"Dasar anak manja! Makanya jangan jahil. Mereka tidak mengajak kamu juga supaya mereka tidak hipertensi." Timpal Ryann yang juga menemani istrinya di ruang tamu.
"Enak saja! Mom, cari daddy baru saja mom. Lihat wajahnya sudah tua dan jelek." Balas Argen mengejek.
Ryann melempar bantal sofa ke arah Argen yang berhasil dihadang oleh Anna. "Kalian sudah ah, Jangan berantem!" Tegur Anna pusing mendengarkan ocehan kedua orang tersayangnya.
"Daddy duluan mom." Argen mencari pembelaan.
"Sayang, anak kamu itu harus diberi pelajaran." Balas Ryann tak mau kalah.
"Anak aku? Dia juga anak kamu. Mommy mau ke kamar sajalah. Kalian berisik." Anna pun pergi meninggalkan Argen dan Ryann yang menatap kepergian Anna.
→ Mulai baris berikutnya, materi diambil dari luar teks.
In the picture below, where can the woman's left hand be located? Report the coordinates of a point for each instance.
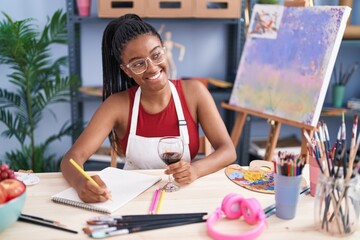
(182, 172)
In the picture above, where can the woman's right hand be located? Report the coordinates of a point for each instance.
(90, 193)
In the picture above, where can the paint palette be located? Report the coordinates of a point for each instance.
(259, 176)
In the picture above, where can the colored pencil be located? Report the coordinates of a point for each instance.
(102, 234)
(83, 172)
(44, 223)
(128, 218)
(162, 193)
(155, 199)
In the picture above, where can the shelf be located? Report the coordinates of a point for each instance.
(92, 19)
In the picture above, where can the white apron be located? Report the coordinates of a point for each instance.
(141, 152)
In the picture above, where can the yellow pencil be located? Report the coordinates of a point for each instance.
(160, 200)
(83, 172)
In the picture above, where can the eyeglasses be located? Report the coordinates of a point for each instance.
(139, 66)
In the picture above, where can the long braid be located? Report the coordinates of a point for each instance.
(115, 37)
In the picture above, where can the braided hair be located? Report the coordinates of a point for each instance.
(116, 35)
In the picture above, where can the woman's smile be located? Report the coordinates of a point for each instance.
(155, 76)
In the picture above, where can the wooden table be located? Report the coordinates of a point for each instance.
(204, 195)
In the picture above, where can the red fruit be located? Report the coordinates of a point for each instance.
(2, 195)
(13, 188)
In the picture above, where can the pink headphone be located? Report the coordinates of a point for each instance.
(234, 206)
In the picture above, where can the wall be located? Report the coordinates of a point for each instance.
(205, 56)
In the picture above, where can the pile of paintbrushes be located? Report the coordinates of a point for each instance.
(106, 226)
(339, 168)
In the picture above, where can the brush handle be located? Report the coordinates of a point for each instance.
(125, 231)
(45, 224)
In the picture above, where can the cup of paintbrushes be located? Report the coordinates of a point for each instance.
(337, 204)
(287, 189)
(314, 174)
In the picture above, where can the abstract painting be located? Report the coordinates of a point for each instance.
(287, 61)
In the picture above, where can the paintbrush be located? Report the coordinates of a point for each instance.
(43, 219)
(103, 234)
(126, 218)
(44, 223)
(118, 226)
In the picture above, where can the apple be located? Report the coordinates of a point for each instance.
(12, 187)
(2, 195)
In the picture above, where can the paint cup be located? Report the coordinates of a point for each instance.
(83, 7)
(314, 174)
(287, 191)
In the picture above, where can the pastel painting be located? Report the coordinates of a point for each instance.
(287, 60)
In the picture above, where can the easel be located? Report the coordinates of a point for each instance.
(276, 122)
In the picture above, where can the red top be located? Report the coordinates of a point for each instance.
(164, 123)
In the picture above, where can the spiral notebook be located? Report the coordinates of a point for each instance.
(124, 185)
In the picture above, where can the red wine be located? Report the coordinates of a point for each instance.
(171, 157)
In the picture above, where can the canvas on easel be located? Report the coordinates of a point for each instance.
(286, 65)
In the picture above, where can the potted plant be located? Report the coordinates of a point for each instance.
(39, 82)
(341, 79)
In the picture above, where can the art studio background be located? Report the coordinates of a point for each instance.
(206, 55)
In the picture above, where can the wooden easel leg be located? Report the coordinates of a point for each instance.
(272, 140)
(238, 126)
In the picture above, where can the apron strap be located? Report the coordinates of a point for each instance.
(180, 114)
(182, 122)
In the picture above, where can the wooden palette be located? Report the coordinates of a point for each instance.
(259, 176)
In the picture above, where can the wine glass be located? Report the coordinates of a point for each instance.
(170, 150)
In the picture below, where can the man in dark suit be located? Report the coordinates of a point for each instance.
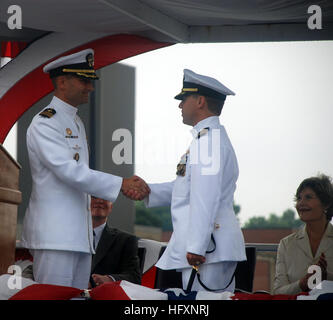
(116, 255)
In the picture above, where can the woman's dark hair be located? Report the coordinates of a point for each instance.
(323, 188)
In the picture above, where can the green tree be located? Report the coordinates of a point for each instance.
(160, 216)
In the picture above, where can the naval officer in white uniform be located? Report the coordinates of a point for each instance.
(206, 231)
(57, 225)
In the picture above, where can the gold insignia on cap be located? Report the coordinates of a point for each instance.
(90, 59)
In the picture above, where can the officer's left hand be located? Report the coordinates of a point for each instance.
(195, 259)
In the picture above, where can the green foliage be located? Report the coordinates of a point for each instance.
(158, 217)
(287, 220)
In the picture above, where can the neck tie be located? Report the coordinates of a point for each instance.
(94, 242)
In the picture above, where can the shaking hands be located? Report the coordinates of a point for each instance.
(135, 188)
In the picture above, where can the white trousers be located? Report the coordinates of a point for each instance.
(214, 276)
(63, 268)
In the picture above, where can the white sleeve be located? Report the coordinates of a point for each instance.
(205, 197)
(160, 195)
(45, 142)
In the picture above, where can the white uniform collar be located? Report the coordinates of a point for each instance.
(207, 122)
(60, 105)
(98, 233)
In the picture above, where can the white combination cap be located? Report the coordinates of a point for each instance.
(204, 85)
(80, 64)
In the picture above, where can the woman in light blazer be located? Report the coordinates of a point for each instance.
(312, 244)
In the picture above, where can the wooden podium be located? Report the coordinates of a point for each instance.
(10, 198)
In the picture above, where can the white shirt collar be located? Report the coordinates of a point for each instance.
(207, 122)
(60, 105)
(98, 233)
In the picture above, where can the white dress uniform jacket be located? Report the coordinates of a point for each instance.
(58, 216)
(202, 201)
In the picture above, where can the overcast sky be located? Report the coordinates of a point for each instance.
(280, 121)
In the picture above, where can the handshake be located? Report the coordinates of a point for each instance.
(135, 188)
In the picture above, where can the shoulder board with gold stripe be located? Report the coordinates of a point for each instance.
(203, 132)
(48, 113)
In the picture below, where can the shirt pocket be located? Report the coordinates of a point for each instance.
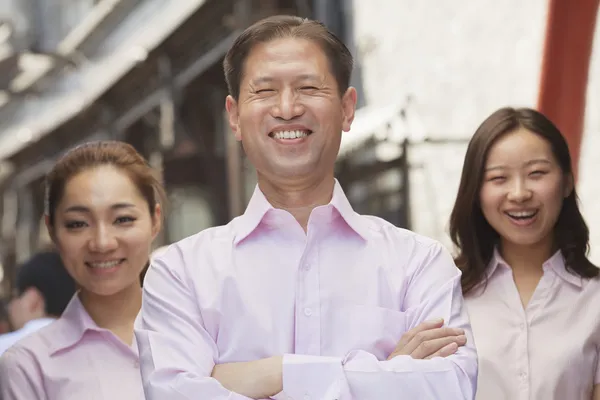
(374, 329)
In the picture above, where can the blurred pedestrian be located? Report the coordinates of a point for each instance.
(43, 290)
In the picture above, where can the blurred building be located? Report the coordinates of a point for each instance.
(458, 62)
(149, 72)
(144, 71)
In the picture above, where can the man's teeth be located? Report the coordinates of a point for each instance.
(522, 214)
(290, 134)
(105, 264)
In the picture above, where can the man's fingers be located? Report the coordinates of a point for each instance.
(446, 351)
(423, 326)
(432, 347)
(429, 335)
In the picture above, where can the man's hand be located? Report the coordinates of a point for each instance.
(260, 379)
(430, 339)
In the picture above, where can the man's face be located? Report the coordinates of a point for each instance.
(290, 115)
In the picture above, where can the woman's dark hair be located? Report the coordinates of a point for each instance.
(470, 232)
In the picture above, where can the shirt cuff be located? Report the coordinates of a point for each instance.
(313, 378)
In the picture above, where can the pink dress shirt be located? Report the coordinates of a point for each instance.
(549, 350)
(334, 302)
(71, 359)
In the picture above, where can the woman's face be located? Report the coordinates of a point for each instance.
(104, 230)
(523, 189)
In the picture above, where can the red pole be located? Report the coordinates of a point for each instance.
(565, 65)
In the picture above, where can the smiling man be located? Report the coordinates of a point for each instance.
(301, 297)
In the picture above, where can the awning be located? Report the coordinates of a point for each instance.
(144, 29)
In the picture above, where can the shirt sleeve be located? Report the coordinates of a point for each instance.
(433, 291)
(177, 354)
(20, 376)
(597, 374)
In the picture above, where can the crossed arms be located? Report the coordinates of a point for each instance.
(179, 358)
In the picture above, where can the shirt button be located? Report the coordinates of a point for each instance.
(523, 375)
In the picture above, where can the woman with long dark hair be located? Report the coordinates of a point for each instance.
(522, 243)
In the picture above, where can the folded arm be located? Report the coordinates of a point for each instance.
(434, 292)
(177, 354)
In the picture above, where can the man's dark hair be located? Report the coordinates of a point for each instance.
(46, 273)
(281, 27)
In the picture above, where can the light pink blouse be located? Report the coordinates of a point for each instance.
(71, 359)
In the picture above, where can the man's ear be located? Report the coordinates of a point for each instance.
(34, 300)
(231, 105)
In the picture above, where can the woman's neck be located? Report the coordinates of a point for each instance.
(527, 258)
(117, 312)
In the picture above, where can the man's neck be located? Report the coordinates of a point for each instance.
(298, 198)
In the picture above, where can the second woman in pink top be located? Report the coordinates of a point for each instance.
(531, 292)
(103, 213)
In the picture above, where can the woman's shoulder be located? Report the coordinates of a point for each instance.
(38, 344)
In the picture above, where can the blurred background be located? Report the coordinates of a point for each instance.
(149, 72)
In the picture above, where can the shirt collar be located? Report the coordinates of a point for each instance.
(556, 263)
(259, 207)
(73, 324)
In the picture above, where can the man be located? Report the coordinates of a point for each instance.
(301, 298)
(43, 290)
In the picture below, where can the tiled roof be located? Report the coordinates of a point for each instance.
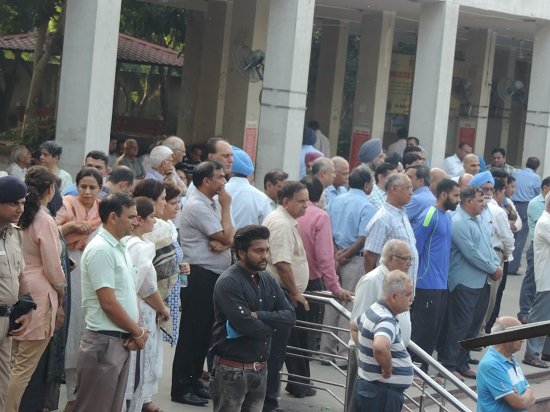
(130, 49)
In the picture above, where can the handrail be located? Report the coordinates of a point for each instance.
(328, 298)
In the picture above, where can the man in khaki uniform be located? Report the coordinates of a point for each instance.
(12, 200)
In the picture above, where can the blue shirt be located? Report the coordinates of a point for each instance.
(534, 211)
(527, 185)
(421, 200)
(349, 214)
(433, 242)
(305, 150)
(332, 192)
(472, 255)
(497, 377)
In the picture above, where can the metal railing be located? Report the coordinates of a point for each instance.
(431, 392)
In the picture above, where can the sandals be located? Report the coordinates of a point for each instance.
(536, 362)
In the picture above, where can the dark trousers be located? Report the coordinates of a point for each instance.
(528, 287)
(237, 390)
(520, 236)
(196, 321)
(465, 313)
(377, 397)
(428, 316)
(498, 299)
(300, 338)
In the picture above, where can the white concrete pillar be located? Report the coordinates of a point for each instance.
(285, 86)
(537, 125)
(242, 96)
(191, 71)
(373, 72)
(213, 71)
(480, 56)
(433, 75)
(86, 88)
(329, 86)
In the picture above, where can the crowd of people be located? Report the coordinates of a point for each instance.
(181, 247)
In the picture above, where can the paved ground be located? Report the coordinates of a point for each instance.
(323, 401)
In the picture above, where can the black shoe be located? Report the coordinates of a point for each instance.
(201, 392)
(189, 399)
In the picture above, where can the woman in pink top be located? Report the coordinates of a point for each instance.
(43, 278)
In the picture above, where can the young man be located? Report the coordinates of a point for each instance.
(12, 200)
(249, 305)
(109, 301)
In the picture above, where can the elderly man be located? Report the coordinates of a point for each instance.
(501, 385)
(129, 158)
(288, 263)
(371, 154)
(541, 306)
(341, 179)
(378, 194)
(206, 235)
(528, 184)
(349, 214)
(473, 261)
(421, 198)
(391, 222)
(249, 206)
(20, 160)
(273, 182)
(433, 241)
(385, 367)
(453, 164)
(471, 164)
(12, 199)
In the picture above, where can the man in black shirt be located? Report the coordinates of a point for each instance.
(249, 305)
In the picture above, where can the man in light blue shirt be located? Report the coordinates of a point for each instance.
(501, 385)
(349, 214)
(472, 261)
(534, 211)
(422, 197)
(528, 185)
(249, 205)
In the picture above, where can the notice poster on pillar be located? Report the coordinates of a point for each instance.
(251, 139)
(359, 136)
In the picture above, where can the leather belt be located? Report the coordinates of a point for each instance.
(114, 334)
(5, 310)
(256, 366)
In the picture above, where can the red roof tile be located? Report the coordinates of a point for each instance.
(130, 49)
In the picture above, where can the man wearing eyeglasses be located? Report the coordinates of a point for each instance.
(391, 222)
(473, 262)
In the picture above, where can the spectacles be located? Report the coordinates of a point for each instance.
(403, 258)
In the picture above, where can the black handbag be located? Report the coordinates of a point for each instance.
(23, 306)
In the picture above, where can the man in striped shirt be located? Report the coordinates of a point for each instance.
(385, 367)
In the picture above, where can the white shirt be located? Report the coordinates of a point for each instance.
(541, 247)
(501, 236)
(368, 291)
(249, 206)
(453, 166)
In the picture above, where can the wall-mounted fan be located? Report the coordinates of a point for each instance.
(249, 63)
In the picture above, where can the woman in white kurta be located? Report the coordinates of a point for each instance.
(153, 312)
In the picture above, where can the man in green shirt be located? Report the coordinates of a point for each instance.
(111, 314)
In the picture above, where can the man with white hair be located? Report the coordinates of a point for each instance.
(385, 367)
(162, 167)
(20, 160)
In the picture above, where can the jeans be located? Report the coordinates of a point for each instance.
(237, 390)
(377, 397)
(528, 287)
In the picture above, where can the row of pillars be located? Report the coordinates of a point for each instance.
(217, 100)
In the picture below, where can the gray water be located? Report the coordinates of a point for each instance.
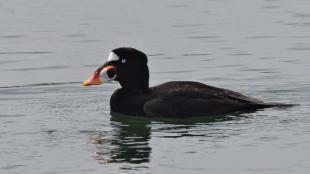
(50, 124)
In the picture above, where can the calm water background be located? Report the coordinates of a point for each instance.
(49, 124)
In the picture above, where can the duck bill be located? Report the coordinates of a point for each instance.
(101, 75)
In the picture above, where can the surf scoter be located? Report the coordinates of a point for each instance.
(177, 99)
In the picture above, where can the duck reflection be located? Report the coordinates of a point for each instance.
(129, 142)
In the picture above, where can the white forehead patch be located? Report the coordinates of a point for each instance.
(113, 57)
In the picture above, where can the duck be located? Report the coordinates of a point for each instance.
(174, 99)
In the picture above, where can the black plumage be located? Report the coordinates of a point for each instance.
(178, 99)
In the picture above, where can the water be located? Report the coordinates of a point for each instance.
(49, 124)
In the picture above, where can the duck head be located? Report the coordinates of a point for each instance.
(126, 65)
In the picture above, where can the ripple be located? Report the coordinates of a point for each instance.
(90, 40)
(172, 72)
(40, 84)
(186, 25)
(75, 35)
(15, 36)
(39, 68)
(10, 116)
(155, 54)
(301, 15)
(202, 37)
(260, 37)
(241, 54)
(27, 52)
(195, 54)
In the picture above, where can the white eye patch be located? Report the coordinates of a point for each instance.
(112, 57)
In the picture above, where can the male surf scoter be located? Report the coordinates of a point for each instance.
(178, 99)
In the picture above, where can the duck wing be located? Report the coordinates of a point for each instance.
(187, 99)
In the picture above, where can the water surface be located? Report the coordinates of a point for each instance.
(49, 124)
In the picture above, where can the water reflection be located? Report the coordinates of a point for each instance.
(129, 142)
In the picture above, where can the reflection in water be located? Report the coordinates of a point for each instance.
(129, 142)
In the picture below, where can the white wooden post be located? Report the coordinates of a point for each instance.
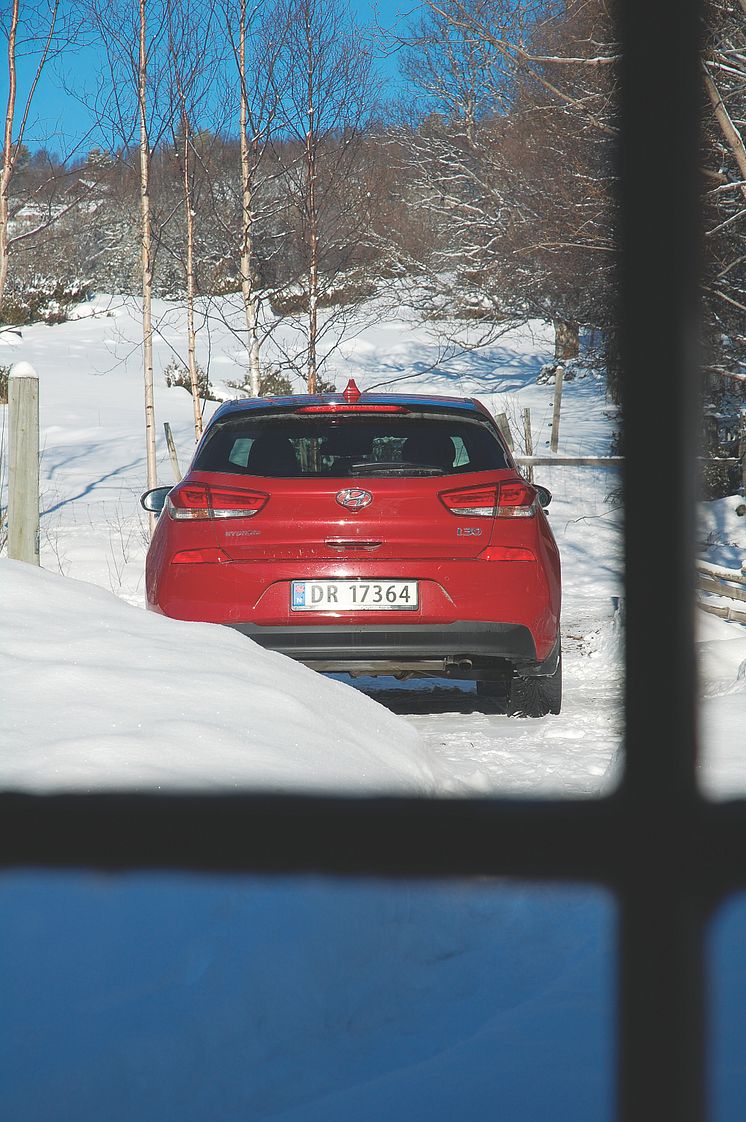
(555, 413)
(24, 463)
(172, 452)
(504, 425)
(528, 441)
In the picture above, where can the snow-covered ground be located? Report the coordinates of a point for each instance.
(94, 531)
(177, 998)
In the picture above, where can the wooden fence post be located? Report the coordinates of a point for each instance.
(172, 452)
(24, 463)
(555, 414)
(504, 425)
(528, 441)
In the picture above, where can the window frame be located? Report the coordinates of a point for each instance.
(666, 854)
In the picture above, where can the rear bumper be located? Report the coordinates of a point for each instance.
(462, 649)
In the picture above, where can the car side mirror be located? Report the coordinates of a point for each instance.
(155, 499)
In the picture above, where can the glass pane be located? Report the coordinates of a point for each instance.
(398, 545)
(721, 524)
(166, 998)
(727, 1013)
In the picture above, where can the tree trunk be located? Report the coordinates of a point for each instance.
(248, 286)
(313, 235)
(567, 340)
(147, 270)
(7, 149)
(191, 334)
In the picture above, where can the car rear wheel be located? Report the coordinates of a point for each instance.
(536, 697)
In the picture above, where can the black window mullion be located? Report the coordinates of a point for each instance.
(662, 906)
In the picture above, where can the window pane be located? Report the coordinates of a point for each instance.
(160, 996)
(727, 1013)
(414, 552)
(721, 522)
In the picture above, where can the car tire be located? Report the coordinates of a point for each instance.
(536, 697)
(494, 695)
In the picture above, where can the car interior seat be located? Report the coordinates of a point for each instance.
(272, 456)
(431, 449)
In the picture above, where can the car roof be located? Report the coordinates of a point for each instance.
(298, 401)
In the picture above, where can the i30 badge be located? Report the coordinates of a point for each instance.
(353, 498)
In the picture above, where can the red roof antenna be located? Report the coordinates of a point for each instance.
(351, 393)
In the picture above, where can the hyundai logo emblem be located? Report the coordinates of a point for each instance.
(353, 498)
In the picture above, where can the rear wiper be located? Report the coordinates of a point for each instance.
(394, 468)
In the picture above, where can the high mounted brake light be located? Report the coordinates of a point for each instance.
(344, 407)
(201, 500)
(512, 499)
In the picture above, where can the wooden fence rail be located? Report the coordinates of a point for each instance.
(729, 584)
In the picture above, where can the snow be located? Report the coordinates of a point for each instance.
(100, 695)
(162, 996)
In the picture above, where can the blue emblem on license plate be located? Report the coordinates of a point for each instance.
(298, 595)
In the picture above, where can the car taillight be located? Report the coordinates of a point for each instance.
(513, 499)
(475, 502)
(202, 500)
(516, 500)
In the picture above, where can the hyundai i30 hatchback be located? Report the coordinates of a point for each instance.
(371, 534)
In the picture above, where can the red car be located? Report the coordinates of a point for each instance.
(367, 533)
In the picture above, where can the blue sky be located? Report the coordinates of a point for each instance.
(58, 120)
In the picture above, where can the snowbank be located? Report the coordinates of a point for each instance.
(99, 695)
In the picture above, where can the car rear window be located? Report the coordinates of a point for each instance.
(337, 445)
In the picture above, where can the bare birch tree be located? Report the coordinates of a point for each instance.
(256, 33)
(191, 61)
(131, 34)
(38, 29)
(328, 91)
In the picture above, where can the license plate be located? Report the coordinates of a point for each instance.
(353, 595)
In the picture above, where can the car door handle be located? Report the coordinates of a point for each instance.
(339, 543)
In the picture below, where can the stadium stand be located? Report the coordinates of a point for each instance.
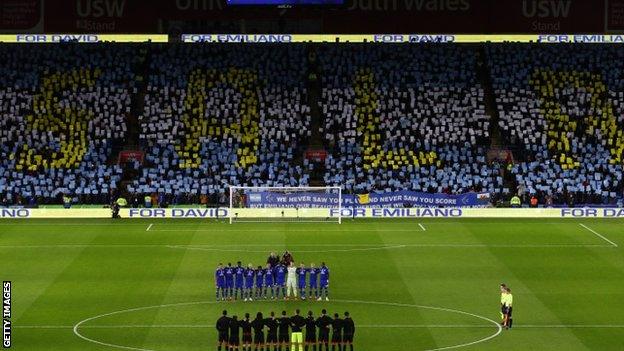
(405, 118)
(413, 117)
(62, 109)
(223, 115)
(561, 107)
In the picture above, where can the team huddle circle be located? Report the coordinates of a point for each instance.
(192, 325)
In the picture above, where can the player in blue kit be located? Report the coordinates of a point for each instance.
(259, 282)
(280, 280)
(301, 280)
(250, 274)
(324, 280)
(313, 281)
(220, 282)
(239, 280)
(229, 281)
(269, 282)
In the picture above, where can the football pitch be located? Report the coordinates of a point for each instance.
(409, 284)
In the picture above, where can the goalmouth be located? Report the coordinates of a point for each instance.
(285, 204)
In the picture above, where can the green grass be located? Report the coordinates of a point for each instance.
(568, 283)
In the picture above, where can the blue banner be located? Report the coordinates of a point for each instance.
(387, 199)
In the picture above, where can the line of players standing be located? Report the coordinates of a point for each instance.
(278, 332)
(233, 283)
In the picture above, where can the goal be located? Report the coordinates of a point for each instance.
(290, 204)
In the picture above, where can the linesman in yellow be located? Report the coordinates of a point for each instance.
(507, 308)
(297, 322)
(503, 289)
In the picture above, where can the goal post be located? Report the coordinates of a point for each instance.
(285, 204)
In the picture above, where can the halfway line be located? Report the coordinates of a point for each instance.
(396, 326)
(598, 234)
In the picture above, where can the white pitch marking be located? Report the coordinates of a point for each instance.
(264, 251)
(598, 234)
(227, 248)
(381, 326)
(80, 324)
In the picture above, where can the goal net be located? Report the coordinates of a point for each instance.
(272, 204)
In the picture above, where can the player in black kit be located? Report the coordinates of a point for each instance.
(337, 324)
(283, 334)
(323, 322)
(310, 339)
(348, 332)
(258, 327)
(223, 325)
(234, 333)
(246, 326)
(272, 324)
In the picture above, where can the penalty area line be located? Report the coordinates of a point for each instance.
(598, 234)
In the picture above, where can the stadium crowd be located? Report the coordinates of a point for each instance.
(562, 108)
(223, 115)
(391, 118)
(62, 110)
(405, 118)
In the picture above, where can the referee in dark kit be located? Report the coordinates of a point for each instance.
(310, 339)
(348, 328)
(323, 323)
(223, 325)
(246, 326)
(234, 333)
(272, 325)
(258, 327)
(283, 331)
(337, 324)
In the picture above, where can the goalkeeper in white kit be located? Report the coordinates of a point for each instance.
(291, 281)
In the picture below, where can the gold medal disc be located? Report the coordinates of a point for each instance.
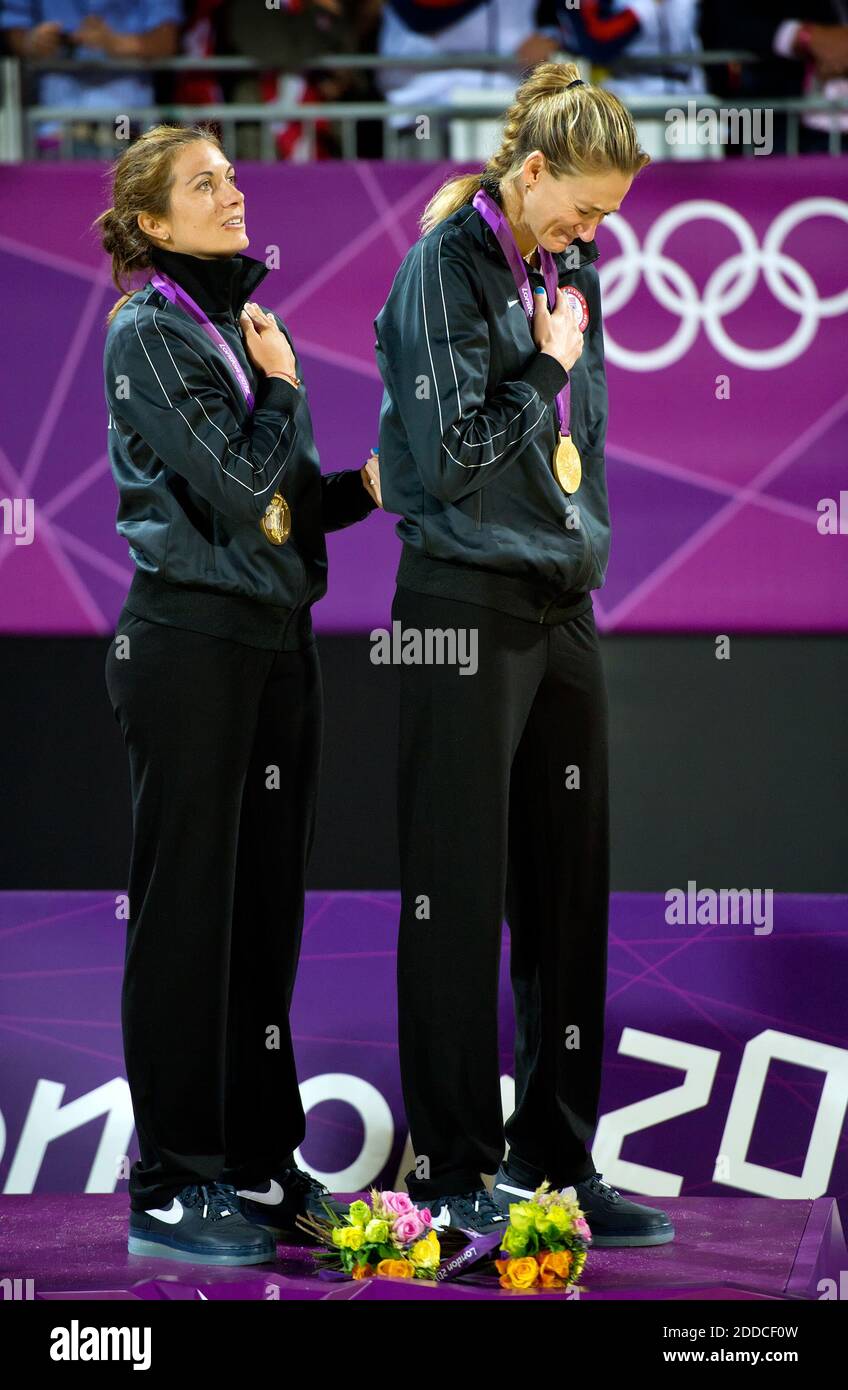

"Daddy sih, mommy pergi kan." Argen pun menyalahkan Ryann. Ia ikut pergi meninggalkan ayahnya.
"Awas ya kamu Argen!" Kesal Ryann.
☘️🌹☘️
Beberapa hari berlalu. Hampir seminggu Hansel dan Azel di negara tirai bambu. Selama ini mereka mencoba mencari beberapa cara penanganan yang mungkin bisa menyembuhkan atau setidaknya mencegah sebelum semakin parah.
Namun, nyatanya tidak ada apapun yang bisa ditemukan. Apalagi obat herbal, meskipun ada tapi mereka tidak ingin mengambil resiko. Entah ada kandungan yang berbahaya atau tidaknya.
"Sepertinya kita harus mengikuti cara pencegahan dokter Harry saja, kak." Ucap Azel karena tidak ada cara lain lagi selain anjuran dari dokter.
"Tolong kirim pesan kepada Dokter Harry untuk membuat jadwal penanganan."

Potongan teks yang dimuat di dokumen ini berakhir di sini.